Бокарев понял, что опять он попал впросак, и забормотал:

– Так это я. Так. Ну, речь ваша...

Щеки ее так и запылали.

– Как вам не стыдно? По-вашему, раз я доярка, то и должна говорить как-то так: анадысь, чегой-то и намедни... А у меня, между прочим, десять классов образования.

Бокареву стало совсем неловко:

– Не то совсем я хотел сказать. Просто, знаете, доярки мне представляются этакими здоровущими ба... ну, женщинами, которые и воду в ведрах могут таскать без устали, и вилами шурудить, и эти, ну, как их, одним словом, согласитесь, и вымя это дергать все время – дело нелегкое.
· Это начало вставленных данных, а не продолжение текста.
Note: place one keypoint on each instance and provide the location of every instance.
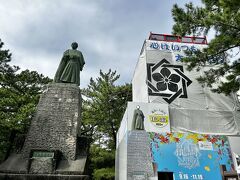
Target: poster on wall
(151, 117)
(237, 162)
(190, 156)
Она даже головой замотала – в такой пришла восторг:

– Ой... Вот чудо! Честное слово, вы словно с Луны свалились. Надо думать, современной молочной фермы вы никогда и в глаза не видали.

С сельским хозяйством Бокарева связывала только скульптурная группа «Межи перепаханы», и он, вспомнив ее, помрачнел.

– Доярками нас теперь только в народе еще называют, – добавила женщина. – А так мы операторы машинного доения.

Дальше Бокарев долго шел на лыжах с хмурым видом и молчал.

С любопытством поглядывая на него, женщина тоже молчала, хотя, похоже, все как-то хмыкала про себя.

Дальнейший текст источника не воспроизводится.